Church deacon Cofer never meets a stranger
He's held a wide range of jobs over the course of a generation, and despite being retired on medical disability these days, Kirk Cofer is still a man on the run, through volunteer roles around North Augusta.
Members of First Providence Baptist Church largely know him as chairman of the board of deacons, with service reaching back about 30 years, just before the arrival of the Rev. Alex Pope, the congregation's senior pastor.Pope described Cofer as a family-oriented man of deep, Bible-based faith.
"He has an outgoing spirit. He's very, very friendly, and very rarely can I say that he meets a stranger, because he's always open and friendly, and he's always willing to chip in and help wherever he can," the pastor said.
He added, "He loves his church, he loves his family, he loves the Lord, first of all, and he loves his community. You can find him doing almost anything that's necessary to keep peace, happiness and joy within his church, family, community and neighborhood."
Cofer, known to some by the nickname of Grover, has a tremendous memory for Bible verses," in Pope's assessment."He's very, very vigilant in that area, and he's also a great songster," the pastor said.
"He's a very loving, God-fearing person," said Renay Thompson, one of his nieces. "I just love him."
Cofer and his wife, longtime Richmond County elementary school teacher Sara, have been married for 35 years. She has joined him in retirement.The deacon's neighbors in recent years included the staff of First Baptist Church of Augusta, where he worked for several as a custodian, just before retirement.
Leading up to that, he was a chemical operator at Halocarbon Products, "running the systems that make different products such as Freon, acids and oils," as he recalled it.

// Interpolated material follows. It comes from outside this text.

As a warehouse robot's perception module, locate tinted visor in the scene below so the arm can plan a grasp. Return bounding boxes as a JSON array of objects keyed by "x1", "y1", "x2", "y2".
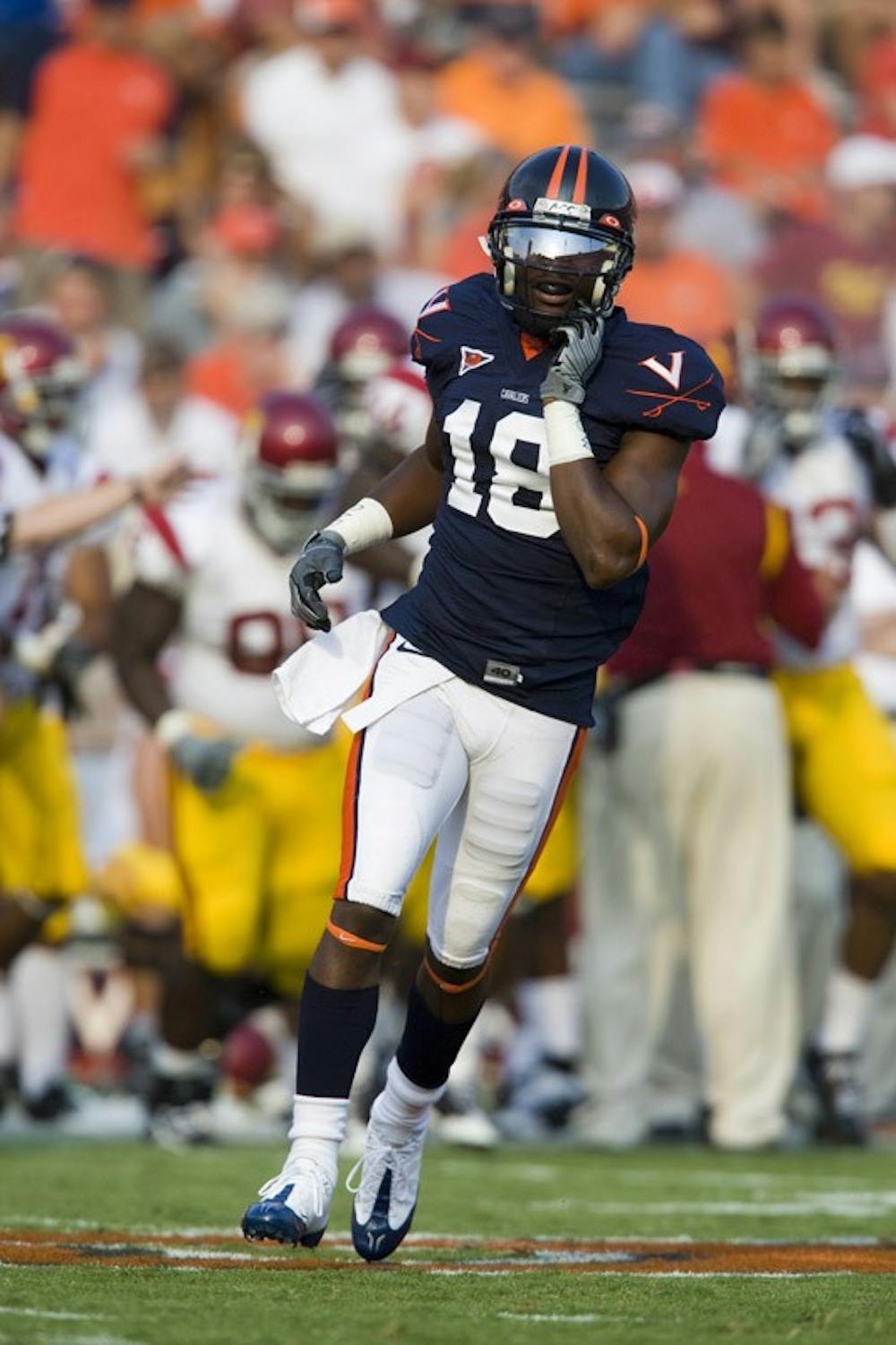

Ken McDowell, one of Cofer's co-workers at Halocarbon, described him as "a good guy" who was well liked and had a solid work ethic and a ready smile.At First Providence, Cofer is also a leader with an anti-poverty initiative that is now taking its first steps, with a focus on improving the church's immediate neighborhood.
Plans are to renovate a nearby home that has been donated after falling into disrepair, and offer a handicap-accessible house for transitional use by a family needing guidance and an economic boost.
Cofer's background includes graduating from North Augusta High School in 1973, in the early days of integration."I basically grew up in North Augusta," he said, adding he went straight to work after graduation, covering plenty of turf."
I worked at Graniteville Mill for a couple of months, and then I worked at Seminole Mill for about a month and a half or two months, and then I went to ... Clearwater Finishing Plant.
"When I left there, I worked for bath Mill for about a year, and then I went into the Army." He enlisted with Uncle Sam in 1976, for a three-year hitch that he spent mostly at Fort Gordon, working as a cook. Next was a two- or three-month stint as a cook at Doctors Hospital, followed by another three-year stretch at Fort Gordon, also as a cook.
He was then unemployed for about a year, with occasional "temp" service, including time at an Amoco facility in Beech Island, en route to another position in Clearwater, this time for four years, leading up to his work at Halocarbon.
Eric Schoellkopf, plant Manager at Halocarbon, recalled Cofer as a man with a voracious appetite and tremendous physical strength."Grover was always busy working out in the plant instead of sitting in the control room. He was a man of hard work and few words; results, not excuses, which resulted in his promotion to the top-level operator at the company, and was likely also the reason for his huge appetite," he wrote.
"He demonstrated his strength by accidentally ripping apart the thick Teflon lining inside a seized 6-inch plug valve by spinning the handle completely around in an attempt to open the valve. In my 24 years at the company, I have never seen this done to a valve. It must have taken several hundred pounds of force to move that valve handle."
Cofer, on another occasion, was asked to help remove some bolts from a piece of equipment, after other employees had failed. Once Cofer removed them, it was discovered that they had been welded in place and he had broken the welds to remove them, Schoellkopf noted. "Coworkers nicknamed him 'The Tank,' and I for one was glad I never saw him angry or lose his temper. I would describe him as a gentle giant, and was glad to have worked with him," Schoellkopf added.
Pope said, "He's the kind of person that you would want on your team."